В душном воздухе комнаты разносился спокойный, ровный голос Эдварда Попельского.
— Не бойся. Я только пошутил. Это неправда, я таких вовсе не преследую. Я только хотел подступиться. Да, действительно, я такой же, как они… Я люблю детей… Мой номер телефона 243-15. Запомнишь? 243-15. Позвони, если увидишь кого-то похожего. Я с таким встречусь, обменяюсь взглядами… Попробуй что-то больше о таком узнать, чтобы я мог найти его… Моя ты бедная крошка! Моя любимая пташка!
Ханас выключил граммофон. Элзуния вытерла глаза пальцами и улыбнулась отцу. Уже не боялась.
Но боялась Рита Попельская, когда Ханас сел рядом с ней. Она съежилась, когда он смотрел ей в глаза. Выдохнула, когда увидела на его жесткой ладони мятный леденец. Помедлив, предложил конфетку.
— Сейчас пойдешь, милая, домой, — прошептал он ей. — Вместе с тетей. А папа придет к вам в ближайшее время…
— Когда? — спросила Рита.
— Как только ему куплю в подарок новый костюм, — ответил он. — Потому что этот грязный немного…
32
Утром Леон Ставский всегда подсчитывал выручку и отнимал из нее фиксированный процент в счет своего гонорара. Потом отодвинулся от стола, раскрыл размещенный в шкафу сейф, вынул пачку банковских квитанций и все еще рассчитывал свои сбережения. Можно бы выполнять эту процедуру раз за какое-то время, чтобы прибавить текущие доходы к тем, уже собранным. Но Ставский делал ежедневные подсчет, потому что они были ему утешением и надеждой. Благодаря добавленным днем, столбики чисел медленно росли и говорили ему, что все ближе день, когда он выплатит долг перед Исидором Неуа, своим бывшим сообщником, а ныне работодателем. Вот наступит момент, когда покинет этот грязный бордель и поедет в Америку, где жизнь начнет совершенно с нуля.
Также и сегодня выполнил подсчеты, результат подчеркнул зигзагом, после чего спрятал документы в сейф. Закурил сигарету и посмотрел на часы. Уже после трех, отметил он, нужно закрывать, никто так поздно не приходит сюда в будние дни.

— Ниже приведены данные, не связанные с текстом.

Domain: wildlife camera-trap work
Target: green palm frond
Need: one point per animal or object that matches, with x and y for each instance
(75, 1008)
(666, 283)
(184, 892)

Прошла еще одна обычная ночь — не хуже и не лучше остальных. Один клиент был пьяным и неплатежеспособным, а другой — враг личной гигиены — сильно буянил, потому что проститутка не хотела доставить ему приятное таким способом, как он хотел. С первым справились охранники, а второго убедил лично, чтобы он тщательно вымыл. Число гостей пополнил сегодня гимназист, одетый в плащ и шляпу, наверняка молодой пекарь, который принес пачку хрустящих булочек, а также, скорее всего, отец семьи, который посетил «святилище муз» в платке, завязанном на лице. Вот обычная и предсказуемая обыденность — кто-то напился, кто-то кричал, кто-то стыдился.